1. The problem statement, all variables and given/known data
A skier starts at the top of a friction less hill. You have 4 different runs, they have different difficulties. So im assuming they are at different inclines. 1) longest route, not so steep 2) medium length, little steeper 3) shorter more steep 4) straight path, and very steep 5) all the same

On which run does her gravitational potential energy change the most?

On which run would her speed at the bottom be the fastest?

Which run would she get to the bottom the the quickest?

2. Relevant equations
Ei = Ef
mgh = 1/2mv^2

3. The attempt at a solution
Since Potential Energy = mgh
H is the same, I can assume. P converts into K
mgh = 1/2mv^2
so the final velocity will be the same for all. Kinetic energy is not a vector quantity either.
The gravitational potential energy will change the same amount in all runs.
The speed will be the same at the bottom for all runs.
She would get to the bottom the quickest at the steepest path. but would still have the same final energy or velocity/KE at the bottom.

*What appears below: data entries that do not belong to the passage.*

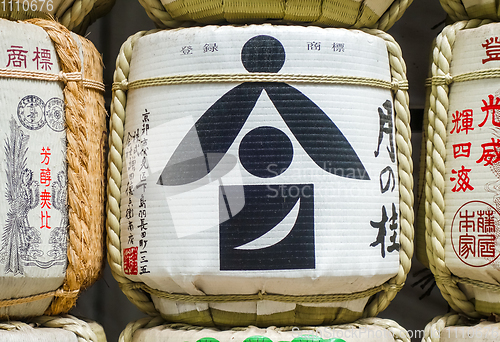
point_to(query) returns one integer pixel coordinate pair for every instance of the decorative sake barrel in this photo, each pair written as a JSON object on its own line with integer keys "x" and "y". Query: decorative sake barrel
{"x": 381, "y": 14}
{"x": 471, "y": 9}
{"x": 76, "y": 15}
{"x": 53, "y": 133}
{"x": 461, "y": 202}
{"x": 260, "y": 179}
{"x": 458, "y": 328}
{"x": 52, "y": 329}
{"x": 363, "y": 330}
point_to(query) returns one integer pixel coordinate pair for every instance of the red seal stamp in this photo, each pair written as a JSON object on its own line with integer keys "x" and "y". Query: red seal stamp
{"x": 474, "y": 233}
{"x": 130, "y": 260}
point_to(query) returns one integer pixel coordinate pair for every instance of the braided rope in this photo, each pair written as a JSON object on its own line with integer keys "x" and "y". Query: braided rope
{"x": 326, "y": 298}
{"x": 136, "y": 292}
{"x": 437, "y": 115}
{"x": 399, "y": 333}
{"x": 260, "y": 77}
{"x": 116, "y": 127}
{"x": 405, "y": 170}
{"x": 433, "y": 329}
{"x": 84, "y": 261}
{"x": 74, "y": 15}
{"x": 158, "y": 13}
{"x": 80, "y": 328}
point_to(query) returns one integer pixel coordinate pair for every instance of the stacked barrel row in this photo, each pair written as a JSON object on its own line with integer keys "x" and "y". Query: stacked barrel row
{"x": 53, "y": 135}
{"x": 260, "y": 171}
{"x": 459, "y": 208}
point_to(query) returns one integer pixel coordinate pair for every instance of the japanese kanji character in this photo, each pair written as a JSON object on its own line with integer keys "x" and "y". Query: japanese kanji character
{"x": 42, "y": 59}
{"x": 492, "y": 105}
{"x": 486, "y": 246}
{"x": 17, "y": 56}
{"x": 386, "y": 127}
{"x": 467, "y": 222}
{"x": 467, "y": 245}
{"x": 462, "y": 121}
{"x": 491, "y": 152}
{"x": 492, "y": 47}
{"x": 45, "y": 199}
{"x": 45, "y": 177}
{"x": 462, "y": 181}
{"x": 461, "y": 150}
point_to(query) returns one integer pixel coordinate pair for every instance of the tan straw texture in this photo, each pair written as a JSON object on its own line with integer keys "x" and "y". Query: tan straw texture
{"x": 76, "y": 15}
{"x": 139, "y": 293}
{"x": 86, "y": 136}
{"x": 84, "y": 331}
{"x": 398, "y": 333}
{"x": 333, "y": 13}
{"x": 435, "y": 133}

Is this correct? for the longest time i thought they would get to the bottom at the same time but i dont think so anymore.

2. Mar 15, 2015

### ehild

Correct so far...

What does your last sentence mean?

The motion of the skier can be thought as the resultant of its vertical motion and its horizontal motion. The vertical displacement h is the same for all routes. The displacement is h = a/2 t2. How does the vertical acceleration depend on the steepness of the slope?

3. Mar 15, 2015

### brycenrg

What does your last sentence mean?

The motion of the skier can be thought as the resultant of its vertical motion and its horizontal motion. The vertical displacement h is the same for all routes. The displacement is h = a/2 t2. How does the vertical acceleration depend on the steepness of the slope?[/QUOTE]

If I fell off of a height of H. The force of gravity is mg
Now if I fell off a slope with 80 decline. The force of gravity is only mg(cos(10)). Is this correct way in thinking?